As Senate President, I know how important the labor movement was in passing a constitutional amendment last November that raised the minimum wage and indexed future increases to the rate of inflation - part of what is now a national movement to guarantee a living wage to those working in the fast-food restaurants and big-box stores that are the factories of the 21st Century.
Union workers don't make minimum wage, but they recognize the struggles of those who do, and the responsibility of the labor movement to be a progressive force for all workers and their families. That's why they were such vocal supporters of the Dream Act to enable children of undocumented workers to go to college at in-state tuition rates, and why they are joining us in pushing for earned sick leave for every New Jersey worker.
On this Labor Day, we recognize that we all have a lot to do to build on the accomplishments of past generations in order to make New Jersey the state we all want it to be - a place where our children will have the opportunity to do better than ourselves.
The challenges are daunting: New Jersey has not bounced back from the Great Recession as quickly as our neighbors, and our unemployment rate remains stubbornly above the national average. Poverty is growing, as is the wage gap between rich and poor.

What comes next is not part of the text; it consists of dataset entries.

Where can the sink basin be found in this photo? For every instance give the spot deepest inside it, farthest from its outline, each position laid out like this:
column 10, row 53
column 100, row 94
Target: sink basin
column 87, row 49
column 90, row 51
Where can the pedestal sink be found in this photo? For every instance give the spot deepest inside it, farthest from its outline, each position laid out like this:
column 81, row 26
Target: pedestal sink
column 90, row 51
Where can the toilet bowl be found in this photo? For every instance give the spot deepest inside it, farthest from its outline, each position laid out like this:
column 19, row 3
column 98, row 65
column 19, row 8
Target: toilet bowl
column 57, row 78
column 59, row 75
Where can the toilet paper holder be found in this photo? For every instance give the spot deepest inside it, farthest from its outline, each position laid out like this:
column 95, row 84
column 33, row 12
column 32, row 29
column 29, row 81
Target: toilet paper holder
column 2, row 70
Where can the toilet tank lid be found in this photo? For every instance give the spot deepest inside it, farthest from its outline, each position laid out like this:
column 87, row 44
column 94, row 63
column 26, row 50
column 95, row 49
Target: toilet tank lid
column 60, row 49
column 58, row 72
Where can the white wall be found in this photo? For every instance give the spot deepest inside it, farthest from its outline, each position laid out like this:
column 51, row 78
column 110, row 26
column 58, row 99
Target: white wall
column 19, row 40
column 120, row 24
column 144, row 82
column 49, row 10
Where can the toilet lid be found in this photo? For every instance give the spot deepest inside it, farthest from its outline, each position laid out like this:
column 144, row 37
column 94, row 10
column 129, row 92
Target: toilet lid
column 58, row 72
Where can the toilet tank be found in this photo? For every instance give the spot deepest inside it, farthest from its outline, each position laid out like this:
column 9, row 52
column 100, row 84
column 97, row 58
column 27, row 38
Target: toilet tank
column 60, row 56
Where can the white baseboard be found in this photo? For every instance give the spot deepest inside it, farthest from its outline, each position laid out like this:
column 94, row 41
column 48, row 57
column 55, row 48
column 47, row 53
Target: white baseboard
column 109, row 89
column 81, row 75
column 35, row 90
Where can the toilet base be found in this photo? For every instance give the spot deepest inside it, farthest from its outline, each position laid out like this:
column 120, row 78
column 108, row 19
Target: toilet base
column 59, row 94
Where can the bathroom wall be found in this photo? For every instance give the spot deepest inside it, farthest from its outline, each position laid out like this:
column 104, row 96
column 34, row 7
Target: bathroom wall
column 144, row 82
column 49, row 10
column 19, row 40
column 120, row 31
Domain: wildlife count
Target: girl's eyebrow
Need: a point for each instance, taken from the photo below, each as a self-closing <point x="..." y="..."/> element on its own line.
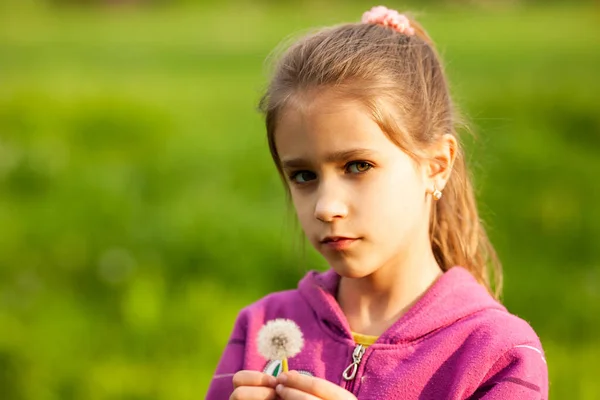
<point x="333" y="157"/>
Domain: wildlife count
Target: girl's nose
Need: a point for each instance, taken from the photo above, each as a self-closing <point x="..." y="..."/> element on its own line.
<point x="329" y="207"/>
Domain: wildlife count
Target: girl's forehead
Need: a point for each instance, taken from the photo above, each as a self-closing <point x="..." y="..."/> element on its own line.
<point x="326" y="126"/>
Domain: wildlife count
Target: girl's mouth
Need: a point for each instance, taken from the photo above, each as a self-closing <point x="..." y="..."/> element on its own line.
<point x="338" y="242"/>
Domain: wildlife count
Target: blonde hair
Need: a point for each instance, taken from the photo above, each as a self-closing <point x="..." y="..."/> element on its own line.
<point x="393" y="74"/>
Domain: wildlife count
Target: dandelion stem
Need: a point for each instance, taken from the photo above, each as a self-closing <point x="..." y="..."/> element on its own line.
<point x="284" y="365"/>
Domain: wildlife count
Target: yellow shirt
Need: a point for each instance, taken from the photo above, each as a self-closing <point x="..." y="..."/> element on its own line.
<point x="365" y="340"/>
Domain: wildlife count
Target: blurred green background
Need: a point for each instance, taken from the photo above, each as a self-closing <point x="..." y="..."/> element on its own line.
<point x="139" y="208"/>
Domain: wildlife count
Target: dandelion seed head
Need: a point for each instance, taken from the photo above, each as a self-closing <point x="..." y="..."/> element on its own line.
<point x="279" y="339"/>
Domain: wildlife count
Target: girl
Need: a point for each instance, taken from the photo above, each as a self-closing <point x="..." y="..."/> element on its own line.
<point x="361" y="126"/>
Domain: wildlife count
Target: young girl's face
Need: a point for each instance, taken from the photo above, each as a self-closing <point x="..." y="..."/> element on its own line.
<point x="360" y="199"/>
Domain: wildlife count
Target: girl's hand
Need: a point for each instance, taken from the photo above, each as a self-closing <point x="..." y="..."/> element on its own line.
<point x="253" y="385"/>
<point x="294" y="386"/>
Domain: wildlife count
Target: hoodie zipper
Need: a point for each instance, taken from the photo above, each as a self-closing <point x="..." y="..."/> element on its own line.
<point x="350" y="371"/>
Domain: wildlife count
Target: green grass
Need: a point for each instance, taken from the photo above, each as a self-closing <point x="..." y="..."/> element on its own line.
<point x="139" y="210"/>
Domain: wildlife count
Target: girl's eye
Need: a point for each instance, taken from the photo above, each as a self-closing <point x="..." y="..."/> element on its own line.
<point x="303" y="176"/>
<point x="358" y="167"/>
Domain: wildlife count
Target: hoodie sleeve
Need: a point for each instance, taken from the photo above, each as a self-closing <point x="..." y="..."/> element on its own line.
<point x="521" y="373"/>
<point x="231" y="362"/>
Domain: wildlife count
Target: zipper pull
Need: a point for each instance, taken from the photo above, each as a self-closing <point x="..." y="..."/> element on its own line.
<point x="350" y="371"/>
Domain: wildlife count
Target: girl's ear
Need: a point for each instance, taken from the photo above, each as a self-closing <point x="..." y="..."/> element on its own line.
<point x="441" y="159"/>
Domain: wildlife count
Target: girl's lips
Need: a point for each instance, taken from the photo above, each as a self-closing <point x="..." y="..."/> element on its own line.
<point x="339" y="243"/>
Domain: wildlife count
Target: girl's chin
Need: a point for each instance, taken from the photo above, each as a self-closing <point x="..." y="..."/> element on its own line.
<point x="350" y="271"/>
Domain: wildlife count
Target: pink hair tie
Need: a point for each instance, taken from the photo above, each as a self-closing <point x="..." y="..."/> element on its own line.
<point x="384" y="16"/>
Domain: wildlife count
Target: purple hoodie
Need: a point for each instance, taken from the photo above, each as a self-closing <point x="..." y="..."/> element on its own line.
<point x="456" y="342"/>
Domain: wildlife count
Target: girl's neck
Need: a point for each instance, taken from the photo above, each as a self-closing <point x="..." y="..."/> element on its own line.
<point x="373" y="303"/>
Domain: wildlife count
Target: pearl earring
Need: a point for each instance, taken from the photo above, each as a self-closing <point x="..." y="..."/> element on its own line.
<point x="436" y="193"/>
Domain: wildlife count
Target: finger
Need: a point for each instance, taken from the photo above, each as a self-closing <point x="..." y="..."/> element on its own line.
<point x="253" y="393"/>
<point x="319" y="388"/>
<point x="289" y="393"/>
<point x="253" y="378"/>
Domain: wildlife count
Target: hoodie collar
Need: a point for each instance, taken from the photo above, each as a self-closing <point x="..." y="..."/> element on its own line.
<point x="453" y="296"/>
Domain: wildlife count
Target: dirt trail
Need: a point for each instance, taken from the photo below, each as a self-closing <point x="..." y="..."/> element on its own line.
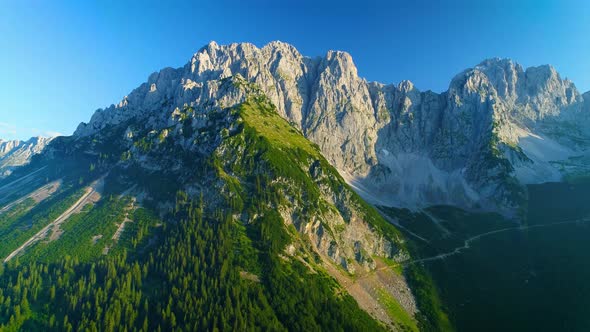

We need to shore up our state's finances. We need to fix our public employee pension systems both to safeguard the pensions that our workers and retirees have earned and to protect the interests of future taxpayers. And we need to make the investments in higher education and transportation infrastructure that will enable us to compete in a global economy.
The trains that run between New Jersey and New York run through 105-year-old tunnels that were planned and built by our great-grandfathers; they were engineering marvels, but new tunnels need to be built. What will our great-grandchildren say about us if we don't live up to our responsibility to leave them a better New Jersey?
It may look like a steep climb, but we can make it. The sky's the limit. Let's get to work.
Senator Stephen Sweeney (D-Gloucester) is President of the New Jersey Senate and General Vice President of the Ironworkers Union.